冷风如刀子般刮过他脸上的沟壑,每一道皱纹里都仿佛藏着岁月的沧桑。
老阎呼吸间哈出的热气,在门外瞬间凝成一串长雾,又迅速消散在瑟瑟寒风中。
戴上厚厚的劳保手套,又套了一层棉手套,撅着屁股抵着棉被帘,提着尿桶,一步三晃地从屋内走了出来。
从温暖如春的屋内到寒风刺骨的室外,强烈的温差让他戴着的眼镜片上瞬间沾满了雾气,眼前一片模糊。
老阎无奈地摘下眼镜,小心翼翼地用手帕擦了擦。
这副眼镜,当初因为全家吃棉籽油,导致自家老大阎解成中招,落下了难生育的毛病。
为此,他还跟二大妈大打出手,眼镜腿也在那场混战中被打断,可即便如此,他依旧舍不得换,用医用胶布裹了又裹,就这样扛过了一年又一年。
“这天气,嘶~!”
重新戴上眼镜,阎埠贵缩着脖子吐槽了一声。
他提着尿桶,一步一步地朝着倒座房走去。
到了倒座房,他抽掉门闩,刚打开院门,还没来得及提起尿桶,一个黑咕隆咚的人影突然从他胳肢窝下面钻了进来,速度之快,让他根本来不及反应。
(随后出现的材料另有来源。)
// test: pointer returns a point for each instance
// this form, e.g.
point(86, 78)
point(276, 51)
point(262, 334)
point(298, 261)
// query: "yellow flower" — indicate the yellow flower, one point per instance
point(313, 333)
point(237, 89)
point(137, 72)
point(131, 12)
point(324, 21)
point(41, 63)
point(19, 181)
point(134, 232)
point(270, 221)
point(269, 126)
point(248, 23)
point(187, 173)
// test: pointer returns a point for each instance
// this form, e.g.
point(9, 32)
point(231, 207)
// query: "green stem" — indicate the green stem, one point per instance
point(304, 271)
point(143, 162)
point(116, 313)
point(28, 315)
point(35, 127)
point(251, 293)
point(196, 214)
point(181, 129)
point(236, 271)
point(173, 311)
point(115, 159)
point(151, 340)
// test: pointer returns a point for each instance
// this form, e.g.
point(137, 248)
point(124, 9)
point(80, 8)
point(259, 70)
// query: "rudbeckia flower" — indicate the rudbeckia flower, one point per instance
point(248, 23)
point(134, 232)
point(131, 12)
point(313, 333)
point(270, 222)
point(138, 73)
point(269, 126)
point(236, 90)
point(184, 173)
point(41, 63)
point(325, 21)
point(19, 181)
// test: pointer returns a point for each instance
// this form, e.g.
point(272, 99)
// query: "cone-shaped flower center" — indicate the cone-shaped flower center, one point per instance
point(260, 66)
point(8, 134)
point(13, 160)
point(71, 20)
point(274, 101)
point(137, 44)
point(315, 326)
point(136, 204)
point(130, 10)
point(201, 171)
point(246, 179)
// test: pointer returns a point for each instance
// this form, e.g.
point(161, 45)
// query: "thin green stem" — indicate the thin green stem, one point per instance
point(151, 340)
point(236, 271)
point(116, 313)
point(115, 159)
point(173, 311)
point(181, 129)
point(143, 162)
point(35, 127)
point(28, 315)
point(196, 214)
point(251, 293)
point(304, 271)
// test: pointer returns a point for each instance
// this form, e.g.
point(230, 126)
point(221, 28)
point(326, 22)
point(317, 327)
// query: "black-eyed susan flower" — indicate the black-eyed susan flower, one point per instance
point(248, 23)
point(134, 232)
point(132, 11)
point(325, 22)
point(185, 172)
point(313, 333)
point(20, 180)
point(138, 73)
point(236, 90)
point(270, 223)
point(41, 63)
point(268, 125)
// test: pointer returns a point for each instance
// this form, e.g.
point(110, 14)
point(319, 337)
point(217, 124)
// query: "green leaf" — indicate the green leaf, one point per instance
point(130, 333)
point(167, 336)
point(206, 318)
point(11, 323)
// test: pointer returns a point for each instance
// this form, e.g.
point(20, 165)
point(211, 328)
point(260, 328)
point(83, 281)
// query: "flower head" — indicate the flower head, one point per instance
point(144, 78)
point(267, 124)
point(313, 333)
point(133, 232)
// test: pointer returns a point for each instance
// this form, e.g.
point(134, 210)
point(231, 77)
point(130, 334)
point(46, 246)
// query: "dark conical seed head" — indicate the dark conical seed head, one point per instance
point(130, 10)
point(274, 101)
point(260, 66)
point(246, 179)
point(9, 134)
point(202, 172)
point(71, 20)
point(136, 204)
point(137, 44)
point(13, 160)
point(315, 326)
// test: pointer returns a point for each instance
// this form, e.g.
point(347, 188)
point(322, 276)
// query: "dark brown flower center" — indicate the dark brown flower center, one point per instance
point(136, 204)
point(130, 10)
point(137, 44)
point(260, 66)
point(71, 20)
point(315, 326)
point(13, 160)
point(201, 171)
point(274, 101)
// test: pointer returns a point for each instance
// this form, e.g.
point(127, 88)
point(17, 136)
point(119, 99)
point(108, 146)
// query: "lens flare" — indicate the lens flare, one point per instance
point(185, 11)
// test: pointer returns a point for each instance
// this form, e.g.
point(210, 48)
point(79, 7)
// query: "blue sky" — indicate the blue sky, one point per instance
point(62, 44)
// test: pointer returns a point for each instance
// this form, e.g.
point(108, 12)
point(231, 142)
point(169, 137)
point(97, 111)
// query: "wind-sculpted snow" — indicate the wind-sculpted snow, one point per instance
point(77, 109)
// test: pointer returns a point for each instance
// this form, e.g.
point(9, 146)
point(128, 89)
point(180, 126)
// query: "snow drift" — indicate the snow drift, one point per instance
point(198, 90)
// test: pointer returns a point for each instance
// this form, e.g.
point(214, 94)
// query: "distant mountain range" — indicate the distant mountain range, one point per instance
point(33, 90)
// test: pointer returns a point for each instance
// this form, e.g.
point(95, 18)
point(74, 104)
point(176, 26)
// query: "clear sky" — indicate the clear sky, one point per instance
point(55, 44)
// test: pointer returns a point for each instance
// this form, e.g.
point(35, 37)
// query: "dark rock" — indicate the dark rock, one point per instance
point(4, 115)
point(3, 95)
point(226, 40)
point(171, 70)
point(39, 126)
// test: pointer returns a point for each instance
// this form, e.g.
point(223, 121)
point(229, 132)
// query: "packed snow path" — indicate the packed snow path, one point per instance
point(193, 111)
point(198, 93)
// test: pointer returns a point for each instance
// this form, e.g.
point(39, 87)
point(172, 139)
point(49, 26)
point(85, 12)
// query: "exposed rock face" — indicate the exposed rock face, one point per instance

等他回过神来,那身影已经窜进倒座房,朝着院子里冲去。
“嘿呦,谁家孩子?”
阎埠贵愣在原地,脑子一片空白,好一会儿才反应过来。
他眨了眨眼睛,努力回想刚才的情景,只感觉自己刚才貌似放进去一个半大小孩,可连模样都没看清。
他也没太在意,心里想着估计是孩子放假,有人来找院子里谁家孩子玩,便自顾自地去倒马桶了。